If there’s one thing that colleges have been good at during the past hundred years, it’s getting a growing number of students onto their campuses. But now a century’s worth of practices devoted to increasing enrollment have to be overhauled to make sure that more of those students leave college with degrees.
That is the underlying, if unstated, theme at the annual policy conference of the State Higher Education Executive Officers, taking place here through Friday. While the solutions to that challenge are likely to be discussed for many years to come, some consensus is emerging about the policies that must change to attain the goal, including how higher education is financed, how technology is used, and how the quality of a degree is ensured.
“We have to produce more degrees, with high quality, and at a lower cost,” said John Hayek, senior vice president for budget, planning, and policy at the Kentucky Council on Postsecondary Education.
Mr. Hayek moderated a panel discussion on what are arguably the most difficult questions facing public higher education: Who should pay for college and how should institutions spend their money?
The present model for shifting the costs of public colleges to students through tuition hikes is unsustainable, and the rapid growth in spending on research, administration, and employee benefits has done little to improve undergraduate education, said Jane V. Wellman, executive director of the Delta Project on Postsecondary Education Costs, Productivity, and Accountability. Ms. Wellman points out that the only growth in spending on instruction over the past decade has occurred at the wealthiest four-year public and private institutions.
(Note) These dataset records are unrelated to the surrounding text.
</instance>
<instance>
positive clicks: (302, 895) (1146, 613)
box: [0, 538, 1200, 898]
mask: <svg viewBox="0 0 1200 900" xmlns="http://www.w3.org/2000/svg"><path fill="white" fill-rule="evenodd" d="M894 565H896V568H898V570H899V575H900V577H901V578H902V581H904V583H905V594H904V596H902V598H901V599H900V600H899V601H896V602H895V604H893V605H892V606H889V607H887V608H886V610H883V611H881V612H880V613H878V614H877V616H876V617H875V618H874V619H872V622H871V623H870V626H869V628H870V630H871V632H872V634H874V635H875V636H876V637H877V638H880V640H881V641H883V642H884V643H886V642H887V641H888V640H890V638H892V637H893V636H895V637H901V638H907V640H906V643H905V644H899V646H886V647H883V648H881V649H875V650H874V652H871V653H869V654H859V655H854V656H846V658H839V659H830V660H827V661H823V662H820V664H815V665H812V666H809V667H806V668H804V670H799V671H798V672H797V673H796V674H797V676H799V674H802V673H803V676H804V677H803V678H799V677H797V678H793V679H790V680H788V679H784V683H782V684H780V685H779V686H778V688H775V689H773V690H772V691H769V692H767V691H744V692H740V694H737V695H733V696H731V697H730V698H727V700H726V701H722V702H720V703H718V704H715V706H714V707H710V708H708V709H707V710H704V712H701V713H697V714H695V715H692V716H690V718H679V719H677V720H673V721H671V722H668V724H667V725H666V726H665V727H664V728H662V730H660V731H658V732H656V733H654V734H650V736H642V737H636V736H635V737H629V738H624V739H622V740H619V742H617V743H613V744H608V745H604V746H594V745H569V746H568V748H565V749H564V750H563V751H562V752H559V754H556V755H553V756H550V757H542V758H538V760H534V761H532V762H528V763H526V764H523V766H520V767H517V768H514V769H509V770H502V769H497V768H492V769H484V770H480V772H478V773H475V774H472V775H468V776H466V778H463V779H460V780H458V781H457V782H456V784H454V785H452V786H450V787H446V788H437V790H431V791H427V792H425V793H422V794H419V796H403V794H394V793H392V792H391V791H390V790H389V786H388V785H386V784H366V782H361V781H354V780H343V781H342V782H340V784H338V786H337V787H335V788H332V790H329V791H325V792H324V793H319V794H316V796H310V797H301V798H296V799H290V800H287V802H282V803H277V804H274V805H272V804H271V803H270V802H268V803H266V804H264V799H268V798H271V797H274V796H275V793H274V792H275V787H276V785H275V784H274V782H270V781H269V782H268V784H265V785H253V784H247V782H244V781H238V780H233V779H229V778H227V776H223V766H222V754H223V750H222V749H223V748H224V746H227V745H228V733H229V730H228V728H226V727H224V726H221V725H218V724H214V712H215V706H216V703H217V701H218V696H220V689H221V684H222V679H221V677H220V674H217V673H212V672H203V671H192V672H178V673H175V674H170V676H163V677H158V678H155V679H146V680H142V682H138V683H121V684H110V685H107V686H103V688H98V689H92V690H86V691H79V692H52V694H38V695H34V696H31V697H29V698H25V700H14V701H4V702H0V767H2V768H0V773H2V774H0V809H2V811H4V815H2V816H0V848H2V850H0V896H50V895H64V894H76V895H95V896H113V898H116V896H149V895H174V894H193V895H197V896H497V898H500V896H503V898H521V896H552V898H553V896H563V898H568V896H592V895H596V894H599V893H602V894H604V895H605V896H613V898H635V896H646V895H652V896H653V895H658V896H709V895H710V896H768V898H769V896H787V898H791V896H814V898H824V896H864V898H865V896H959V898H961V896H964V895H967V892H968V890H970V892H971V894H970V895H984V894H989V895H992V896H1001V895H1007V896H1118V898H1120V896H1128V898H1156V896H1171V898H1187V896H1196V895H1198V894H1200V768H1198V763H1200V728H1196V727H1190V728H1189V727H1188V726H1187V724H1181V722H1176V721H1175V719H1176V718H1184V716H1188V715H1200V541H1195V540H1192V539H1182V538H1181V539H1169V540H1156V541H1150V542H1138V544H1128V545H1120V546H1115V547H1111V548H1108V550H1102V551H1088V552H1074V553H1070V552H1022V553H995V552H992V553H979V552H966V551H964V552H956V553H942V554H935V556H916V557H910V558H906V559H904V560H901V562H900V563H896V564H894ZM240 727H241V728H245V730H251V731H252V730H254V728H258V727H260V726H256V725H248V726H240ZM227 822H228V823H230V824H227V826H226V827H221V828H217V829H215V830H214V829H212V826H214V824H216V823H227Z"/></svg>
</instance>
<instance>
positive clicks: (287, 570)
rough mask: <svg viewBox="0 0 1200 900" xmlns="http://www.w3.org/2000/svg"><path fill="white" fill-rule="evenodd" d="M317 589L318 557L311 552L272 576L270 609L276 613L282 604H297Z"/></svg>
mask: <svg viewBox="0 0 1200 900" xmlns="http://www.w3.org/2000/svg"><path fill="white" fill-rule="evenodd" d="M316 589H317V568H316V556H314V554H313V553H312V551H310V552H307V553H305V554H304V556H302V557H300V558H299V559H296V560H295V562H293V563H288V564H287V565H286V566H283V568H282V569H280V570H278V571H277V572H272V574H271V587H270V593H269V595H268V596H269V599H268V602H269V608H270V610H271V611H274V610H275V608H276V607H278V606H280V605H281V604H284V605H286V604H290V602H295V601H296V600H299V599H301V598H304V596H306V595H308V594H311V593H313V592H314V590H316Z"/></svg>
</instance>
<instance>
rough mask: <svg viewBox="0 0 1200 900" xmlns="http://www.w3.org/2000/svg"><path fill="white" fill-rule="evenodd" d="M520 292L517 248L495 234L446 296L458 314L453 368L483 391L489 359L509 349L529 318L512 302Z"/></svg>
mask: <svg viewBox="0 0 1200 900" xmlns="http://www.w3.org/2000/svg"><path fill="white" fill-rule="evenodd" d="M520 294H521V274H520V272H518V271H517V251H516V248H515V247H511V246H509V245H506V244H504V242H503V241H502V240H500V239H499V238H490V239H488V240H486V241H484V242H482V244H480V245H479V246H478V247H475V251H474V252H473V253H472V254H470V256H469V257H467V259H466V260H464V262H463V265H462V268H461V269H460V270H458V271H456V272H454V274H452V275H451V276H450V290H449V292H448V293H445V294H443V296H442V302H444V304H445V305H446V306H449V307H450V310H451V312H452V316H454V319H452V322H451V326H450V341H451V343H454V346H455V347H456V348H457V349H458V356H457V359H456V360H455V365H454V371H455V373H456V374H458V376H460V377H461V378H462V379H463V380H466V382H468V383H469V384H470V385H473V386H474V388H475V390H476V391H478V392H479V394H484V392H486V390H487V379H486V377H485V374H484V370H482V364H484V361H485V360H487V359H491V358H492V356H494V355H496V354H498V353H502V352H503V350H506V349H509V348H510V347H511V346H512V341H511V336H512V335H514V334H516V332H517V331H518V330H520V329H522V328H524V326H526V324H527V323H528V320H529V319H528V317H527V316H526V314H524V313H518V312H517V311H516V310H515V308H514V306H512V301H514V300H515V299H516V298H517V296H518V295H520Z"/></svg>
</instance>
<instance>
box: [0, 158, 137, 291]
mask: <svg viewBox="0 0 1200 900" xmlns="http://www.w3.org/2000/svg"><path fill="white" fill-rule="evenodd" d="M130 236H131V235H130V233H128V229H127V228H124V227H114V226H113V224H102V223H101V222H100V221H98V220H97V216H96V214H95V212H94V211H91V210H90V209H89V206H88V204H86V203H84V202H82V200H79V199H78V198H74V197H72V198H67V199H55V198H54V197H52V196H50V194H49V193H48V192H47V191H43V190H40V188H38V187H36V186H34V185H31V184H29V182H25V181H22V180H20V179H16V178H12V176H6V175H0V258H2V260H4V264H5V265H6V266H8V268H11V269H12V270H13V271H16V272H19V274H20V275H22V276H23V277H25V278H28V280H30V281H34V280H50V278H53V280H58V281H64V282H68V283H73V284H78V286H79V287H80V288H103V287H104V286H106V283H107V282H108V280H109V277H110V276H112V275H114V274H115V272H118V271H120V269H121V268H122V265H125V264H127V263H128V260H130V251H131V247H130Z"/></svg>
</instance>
Spending at community colleges, which educate the vast majority of low-income and minority students, has been basically flat.
While colleges have cut costs in recent years in response to the economic downturn, much more money could be saved by eliminating administrative redundancies, she said. And degree production could be improved by making sure that students are not taking unnecessary courses, she added.
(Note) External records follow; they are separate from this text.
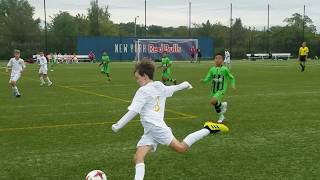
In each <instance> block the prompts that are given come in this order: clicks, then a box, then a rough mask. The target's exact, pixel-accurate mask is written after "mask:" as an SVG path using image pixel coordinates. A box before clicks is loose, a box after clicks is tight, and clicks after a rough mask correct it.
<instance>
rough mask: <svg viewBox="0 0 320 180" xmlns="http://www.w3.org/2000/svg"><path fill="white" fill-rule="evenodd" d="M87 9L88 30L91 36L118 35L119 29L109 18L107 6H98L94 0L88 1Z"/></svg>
mask: <svg viewBox="0 0 320 180" xmlns="http://www.w3.org/2000/svg"><path fill="white" fill-rule="evenodd" d="M90 6H91V7H90V8H89V9H88V20H89V26H90V27H89V29H90V30H89V32H90V35H92V36H116V35H119V29H118V28H117V26H116V25H114V24H113V22H112V21H111V20H110V13H109V9H108V6H105V7H103V8H101V7H99V4H98V2H97V1H96V0H92V1H91V2H90Z"/></svg>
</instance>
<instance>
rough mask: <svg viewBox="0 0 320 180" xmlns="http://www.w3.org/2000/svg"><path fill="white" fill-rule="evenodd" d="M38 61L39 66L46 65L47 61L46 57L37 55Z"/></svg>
mask: <svg viewBox="0 0 320 180" xmlns="http://www.w3.org/2000/svg"><path fill="white" fill-rule="evenodd" d="M38 62H39V64H40V66H41V67H47V64H48V62H47V59H46V57H44V56H39V57H38Z"/></svg>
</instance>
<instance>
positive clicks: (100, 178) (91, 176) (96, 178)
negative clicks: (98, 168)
mask: <svg viewBox="0 0 320 180" xmlns="http://www.w3.org/2000/svg"><path fill="white" fill-rule="evenodd" d="M86 180H107V176H106V174H105V173H104V172H102V171H100V170H93V171H91V172H89V174H88V175H87V177H86Z"/></svg>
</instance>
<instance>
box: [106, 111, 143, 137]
mask: <svg viewBox="0 0 320 180" xmlns="http://www.w3.org/2000/svg"><path fill="white" fill-rule="evenodd" d="M137 114H138V113H136V112H134V111H128V112H127V113H126V114H125V115H124V116H123V117H122V118H121V119H120V120H119V121H118V122H117V123H115V124H113V125H112V131H113V132H115V133H116V132H118V131H119V130H120V129H121V128H123V127H124V126H125V125H126V124H128V122H130V121H131V120H132V119H133V118H134V117H136V115H137Z"/></svg>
One approach that more states are considering is “performance funding"—giving colleges money based on the number of students who graduate rather than the number who enroll. Although many states have adopted some version of this, most involve too little money to encourage real change and instead encourage institutions to game the system, said Nancy Shulock, professor and executive director of the Institute for Higher Education Leadership and Policy at California State University at Sacramento. Newer ways to reward colleges for performance are emerging in several states—such as Indiana, Kentucky, Ohio, and Tennessee—that sets clearer goals for colleges, rewards progress on those goals, and involves an amount of money that makes it worth the effort to make sure more students graduate, she said.
Quality Question
But improving the graduation rate will mean little if institutions can’t ensure the quality of their degrees, said Mark D. Milliron, deputy director of postsecondary improvement for the Bill & Melinda Gates Foundation, which has taken an active role in efforts to improve college attainment. To maintain and even improve the quality of a degree with fewer resources, institutions must learn to use technology in ways that are common in other parts of daily life but largely ignored in academe, such as interactive video games, Mr. Milliron said.
Colleges have also been too slow in using data on educational performance to improve education, filtering it through a lengthy process that may not be complete until the students are gone. “We’re spending all our effort on getting scorecards to trustees and legislators,” he said.
Instead, said Mr. Milliron, students are asking: “Can you use information about me to help me?”
In addition to using data to give students more immediate feedback about their classroom performance, colleges are going to have to start using online learning more effectively, tapping the increasing amount of open-source material available on the Internet. Colleges are giving “a lot of lip service to blended learning,” which uses both online and face-to-face instruction, Mr. Milliron said.
But a more effective way, he added, is to determine what works best online and what works best in the classroom.